April 23, 2021
◼ Grid feed-in hinders the energy revolution
Heating from photovoltaic is a keystone for a sustainable energy future.
"Feed-in doesn't interest me. Feed-in hinders the energy revolution because the power grid can't store it. The energy revolution cannot be continued with feed-in.1" Quoted by Dr. Andreas Piepenbrink, CEO of battery storage manufacturer E3/DC, it signifies how important is the self-usage of self-generated photovoltaic power is for our energy future. Even with the batteries alone, our home storage options are far from exhausted: there is another way to maximize the degree of self-use, in particular through heat generation.
Recent adaptation to the German Renewable Energy Sources Act (EEG) has brought about two major changes. First, the limit for the levy exemption has been raised from 10 kWp to 30 kWp. Thus, the motto for the construction of new photovoltaic systems in Germany from now is: "Fill up the roof first, please! A clever trick by some of the planners to automatically generate a relatively high share of self-consumption through the smallest possible system would be a thing of the past. And secondly, lucrative compensation is over anyway. Selling the kilowatt-hours fed into the grid at the market price is financially unattractive.

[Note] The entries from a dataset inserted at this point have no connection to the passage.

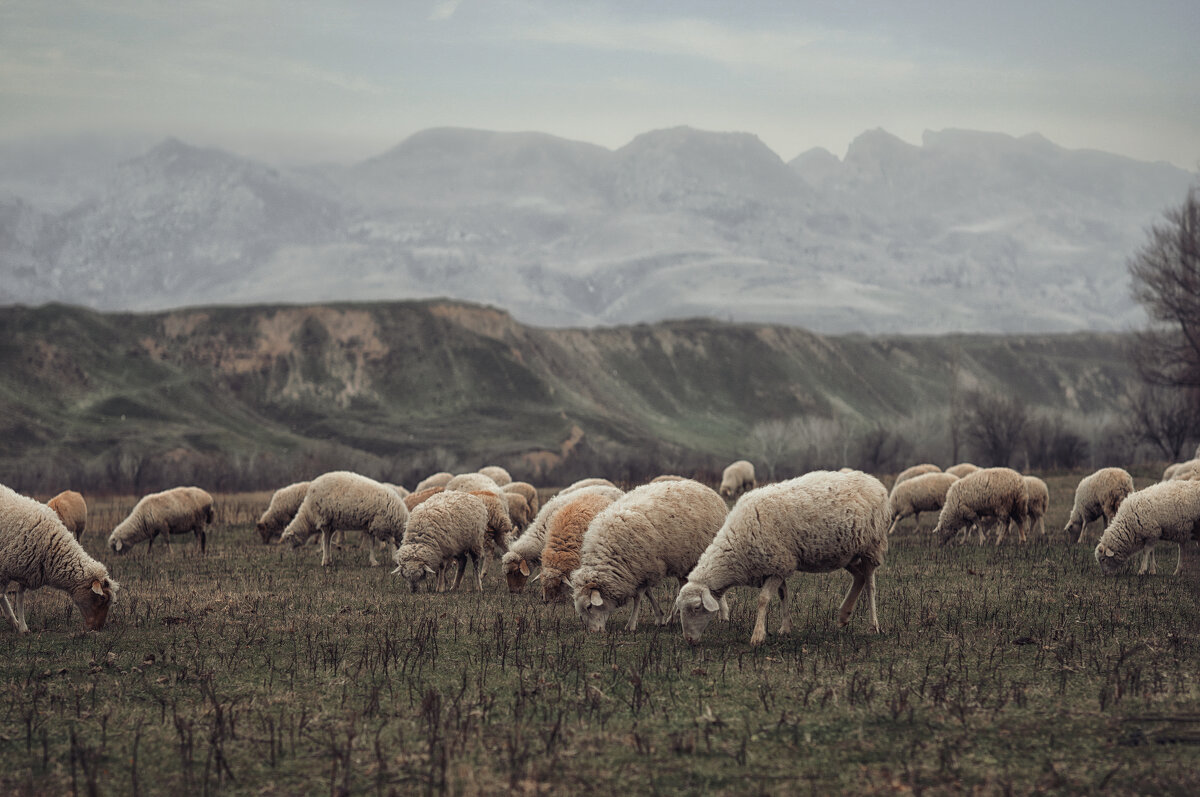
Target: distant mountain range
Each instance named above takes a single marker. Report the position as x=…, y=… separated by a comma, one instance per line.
x=970, y=232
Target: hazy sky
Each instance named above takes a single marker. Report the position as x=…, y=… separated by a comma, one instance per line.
x=345, y=81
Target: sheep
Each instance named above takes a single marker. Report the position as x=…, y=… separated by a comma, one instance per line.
x=995, y=493
x=594, y=481
x=472, y=481
x=178, y=510
x=345, y=501
x=525, y=552
x=737, y=478
x=921, y=493
x=71, y=509
x=1097, y=496
x=564, y=535
x=436, y=480
x=819, y=522
x=450, y=525
x=497, y=474
x=526, y=490
x=916, y=471
x=653, y=532
x=1168, y=510
x=36, y=550
x=283, y=507
x=519, y=510
x=1037, y=496
x=415, y=499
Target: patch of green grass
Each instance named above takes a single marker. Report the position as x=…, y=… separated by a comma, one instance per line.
x=253, y=670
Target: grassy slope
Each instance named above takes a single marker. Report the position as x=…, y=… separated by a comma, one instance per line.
x=467, y=378
x=256, y=671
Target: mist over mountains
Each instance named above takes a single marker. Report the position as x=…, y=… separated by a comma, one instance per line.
x=972, y=232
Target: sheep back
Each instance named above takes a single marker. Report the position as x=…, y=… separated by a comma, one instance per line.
x=71, y=509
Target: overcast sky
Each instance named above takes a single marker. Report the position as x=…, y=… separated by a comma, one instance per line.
x=346, y=81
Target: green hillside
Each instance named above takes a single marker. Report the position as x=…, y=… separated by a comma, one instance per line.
x=251, y=395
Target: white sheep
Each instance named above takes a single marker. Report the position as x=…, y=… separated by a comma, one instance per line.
x=1037, y=496
x=526, y=551
x=737, y=478
x=283, y=507
x=348, y=502
x=651, y=533
x=921, y=493
x=36, y=550
x=1097, y=496
x=71, y=509
x=1168, y=510
x=435, y=480
x=991, y=495
x=497, y=474
x=564, y=537
x=179, y=510
x=820, y=522
x=447, y=526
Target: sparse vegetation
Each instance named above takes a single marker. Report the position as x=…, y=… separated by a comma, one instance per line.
x=252, y=670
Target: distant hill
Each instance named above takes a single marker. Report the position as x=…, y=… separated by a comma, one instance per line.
x=249, y=395
x=967, y=232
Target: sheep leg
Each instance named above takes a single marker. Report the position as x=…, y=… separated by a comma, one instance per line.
x=325, y=555
x=760, y=624
x=7, y=612
x=859, y=571
x=1149, y=567
x=631, y=625
x=785, y=624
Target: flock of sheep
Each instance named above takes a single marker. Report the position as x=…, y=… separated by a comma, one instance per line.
x=601, y=547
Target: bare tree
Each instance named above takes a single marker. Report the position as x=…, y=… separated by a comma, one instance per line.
x=1167, y=418
x=1167, y=282
x=994, y=425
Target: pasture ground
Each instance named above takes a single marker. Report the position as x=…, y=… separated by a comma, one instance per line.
x=252, y=670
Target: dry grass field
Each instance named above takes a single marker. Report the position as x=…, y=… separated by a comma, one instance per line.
x=255, y=671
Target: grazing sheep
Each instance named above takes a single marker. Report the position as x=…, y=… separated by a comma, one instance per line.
x=526, y=490
x=915, y=471
x=414, y=499
x=71, y=509
x=990, y=493
x=654, y=532
x=436, y=480
x=921, y=493
x=448, y=526
x=471, y=483
x=179, y=510
x=1168, y=510
x=820, y=522
x=526, y=551
x=594, y=481
x=1097, y=496
x=519, y=510
x=1037, y=496
x=497, y=474
x=737, y=478
x=564, y=535
x=283, y=507
x=36, y=550
x=348, y=502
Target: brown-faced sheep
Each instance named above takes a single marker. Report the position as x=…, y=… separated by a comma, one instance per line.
x=36, y=550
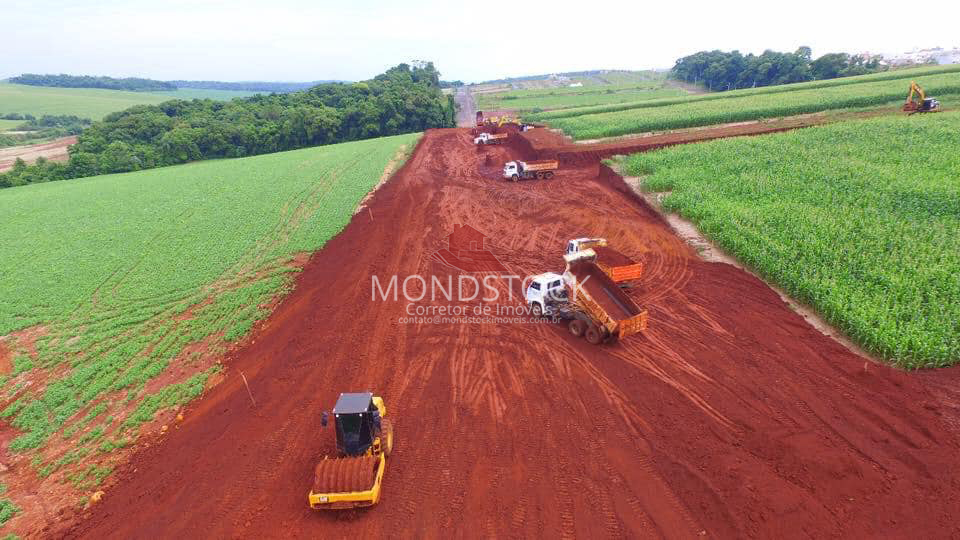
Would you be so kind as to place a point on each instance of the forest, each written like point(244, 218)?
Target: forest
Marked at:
point(719, 70)
point(132, 84)
point(404, 99)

But where to put the excess energy?
To solve this problem, the first choice is usually to install a battery storage system. There is no doubt that batteries, whether stationary or in electric cars, are an essential part of the energy revolution. However, the storage capacities are usually still quite small. Typical batteries in single-family homes have a capacity in the order of 5 to 10 kWh. Considering the generation capacities on the roofs, this is quite an inconsiderable capacity, which unfortunately means an insignificant investment step for the operators to date.
A cheaper alternative to this is heat generation. Power controllers that divert solar energy for heat generation modulate the heat output precisely adapted to the respective excess PV energy situation. They have been entrenched in the market for several years now and are available at a low cost. Additionally, hot water boilers, buffer tanks or any heating system energy storage capacity in the building can absorb incomparably more energy than the batteries.
Batteries are often already fully charged in the course of the morning
However, to reduce the load on the power grids and prevent the power limitation or even the shutdown of PV systems, it is important to use as many forms of storage as possible. Above all, the worst for energy revolution is to not utilize the free & clean energy from one’s rooftop PV. Consequently, a combination of battery and heat storage is now also available as a combined system solution.
Especially this combination creates maximum self-usage, as on days with good solar irradiation it can be often observed during noon that the batteries are fully charged as illustrated in the figure. From this moment onwards, there is a lot of excess energy available, which can be consumed in the house. For example, water heating, termed as "PV power-to-heat" and "integrated energy" are indications that the concept is now in the process of becoming entrenched in-home automation.